Journal of Process Control, Vol.70, 65-79, 2018
Experimental gradient estimation of multivariable systems with correlation by various regression methods and its application to modifier adaptation
In process optimization, model-plant mismatch is an important issue because it is closely related to the economic competitiveness of the product. To handle this issue, experimental gradient-based methods, such as modifier adaptation scheme, that ensure the necessary conditions of optimality for the plant equations have been utilized. However, gradient estimation methods may not work properly for the conventional modifier adaptation scheme in the case of multivariable systems with correlation. In this paper, we compare the optimization performance of gradient estimation for conventional modifier adaptation approaches and regression methods, such as multivariable linear regression, partial least squares regression, and principal component analysis. The moving average input update strategy and latent variable space model based algorithm are proposed to suppress excessive updates and improve the convergence rate and stability near the Karush-Kuhn-Tucker (KKT) point.
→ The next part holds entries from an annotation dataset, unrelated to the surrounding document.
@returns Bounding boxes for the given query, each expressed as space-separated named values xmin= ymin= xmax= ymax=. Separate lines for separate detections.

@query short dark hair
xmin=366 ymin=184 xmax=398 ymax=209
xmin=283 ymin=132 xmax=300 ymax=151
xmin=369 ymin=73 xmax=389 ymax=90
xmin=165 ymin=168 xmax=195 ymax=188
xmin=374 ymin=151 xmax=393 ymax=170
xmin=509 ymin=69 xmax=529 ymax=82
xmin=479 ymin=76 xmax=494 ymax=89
Several simulation results of fed-batch operation of a bioreactor show that regression-based methods, especially latent variable space modelling, outperform conventional methods in the optimization of the multivariable system with correlation. In addition, the simulations show that both fast convergence and stability near the KKT point can be achieved by using the proposed latent variable space model-based algorithm. (C) 2018 Elsevier Ltd. All rights reserved.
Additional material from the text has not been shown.